IMO, the issue with those systems is that basic communication back to the update / config server is part of the total package which is too complex (ie: a full Debian install). I'd rather see something like Mender (mender.io) where the core communications / updates come from a hardened system with watchdog, recovery, rollback logic.

Think of how crazy it is to have something like pfSense doing package based updates rather than slice based updates. At least with boot environments they could add some watchdog and rollback type logic, but it'll still be part of the total system instead of something like a hardened slice based setup where the most critical logic is isolated from everything else and treated like a princess.

Do you have any insight on package vs slice based systems for updates?

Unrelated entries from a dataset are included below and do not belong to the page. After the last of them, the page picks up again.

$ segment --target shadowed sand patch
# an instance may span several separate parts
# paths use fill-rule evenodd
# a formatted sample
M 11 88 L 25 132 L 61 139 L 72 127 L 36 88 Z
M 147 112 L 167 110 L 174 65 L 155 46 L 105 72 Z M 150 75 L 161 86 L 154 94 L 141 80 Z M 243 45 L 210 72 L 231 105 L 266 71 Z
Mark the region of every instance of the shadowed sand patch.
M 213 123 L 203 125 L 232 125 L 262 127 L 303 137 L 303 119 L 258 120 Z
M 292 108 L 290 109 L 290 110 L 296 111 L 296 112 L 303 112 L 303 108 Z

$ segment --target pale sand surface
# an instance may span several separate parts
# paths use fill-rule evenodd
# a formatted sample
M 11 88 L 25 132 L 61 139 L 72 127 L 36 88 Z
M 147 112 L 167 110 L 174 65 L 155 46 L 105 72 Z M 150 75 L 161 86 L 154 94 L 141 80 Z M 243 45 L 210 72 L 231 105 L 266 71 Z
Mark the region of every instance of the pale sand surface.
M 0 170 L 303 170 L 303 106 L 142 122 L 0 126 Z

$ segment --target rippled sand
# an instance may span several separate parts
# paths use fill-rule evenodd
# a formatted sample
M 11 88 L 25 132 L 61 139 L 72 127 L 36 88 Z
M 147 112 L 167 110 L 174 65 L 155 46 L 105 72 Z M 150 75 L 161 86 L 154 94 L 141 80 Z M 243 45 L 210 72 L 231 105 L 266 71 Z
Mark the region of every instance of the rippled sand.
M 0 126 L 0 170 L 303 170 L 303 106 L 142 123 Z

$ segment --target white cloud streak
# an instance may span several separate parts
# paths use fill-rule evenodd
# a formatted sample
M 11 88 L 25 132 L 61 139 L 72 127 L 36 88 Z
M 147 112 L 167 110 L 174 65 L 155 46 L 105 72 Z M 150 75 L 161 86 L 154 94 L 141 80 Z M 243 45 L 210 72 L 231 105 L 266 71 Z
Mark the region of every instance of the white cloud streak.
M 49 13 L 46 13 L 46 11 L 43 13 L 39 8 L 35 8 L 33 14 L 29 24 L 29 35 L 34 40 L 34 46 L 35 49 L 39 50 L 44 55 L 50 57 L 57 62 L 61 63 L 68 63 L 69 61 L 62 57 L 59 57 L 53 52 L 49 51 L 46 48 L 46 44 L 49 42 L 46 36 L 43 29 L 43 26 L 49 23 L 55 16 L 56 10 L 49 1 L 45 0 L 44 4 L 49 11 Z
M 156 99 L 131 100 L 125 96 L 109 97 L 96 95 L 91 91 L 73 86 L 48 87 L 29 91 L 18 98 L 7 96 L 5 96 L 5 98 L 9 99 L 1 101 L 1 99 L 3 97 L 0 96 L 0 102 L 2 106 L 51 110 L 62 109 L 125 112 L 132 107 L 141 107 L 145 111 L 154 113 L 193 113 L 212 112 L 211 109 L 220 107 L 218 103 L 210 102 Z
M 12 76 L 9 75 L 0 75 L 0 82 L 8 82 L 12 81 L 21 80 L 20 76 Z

Did you isolate update logic from the rest of the system or am I out of touch with that opinion?

vGPU · on Nov 15, 2023

Reminds me of my (far less critical) update process for home assistant. Every time something breaks. Currently my hvac automations are going haywire.

akira2501 · on Nov 15, 2023

When possible, I used a fail back mechanism. If the update failed to fully come up, then the watchdog timer would catch it, the bootloader would notice the incomplete boot, and attempt to boot from the previous known working image in that case.

code_runner · on Nov 14, 2023

out of morbid curiosity.... how long did it take to ssh into and fix all of those servers? I imagine even automating a fix (if possible) would still take a good amount of time.

latchkey · on Nov 14, 2023

gnu parallel and sshpass is your friend.

The way I built my app was that I could install it cleanly via a curl | bash.

So, I just had a simple shell script that iterated through the list of IP addresses (from the DHCP leases), ran curl | bash and that cleaned up the mess pretty quickly.

jdechko · on Nov 15, 2023

As a non-developer, the whole situation with a bad software update to the Voyager spacecraft really puts things into perspective as far as how bad remote updates can be.

It’s also a testament to the way that the system was designed that they were able to get it back online.

sixtram · on Nov 15, 2023

you ssh-d into 25K servers one by one? I mean, manually?

latchkey · on Nov 15, 2023

https://news.ycombinator.com/item?id=38270986

ugh123 · on Nov 15, 2023

Please tell me you scripted that ssh into across your 25k servers!

latchkey · on Nov 15, 2023

https://news.ycombinator.com/item?id=38270986

One thing my little control process did on the box was to always set the password to be the same... user/1.

None of these boxes needed inbound connections, so it wasn't a big deal to do that.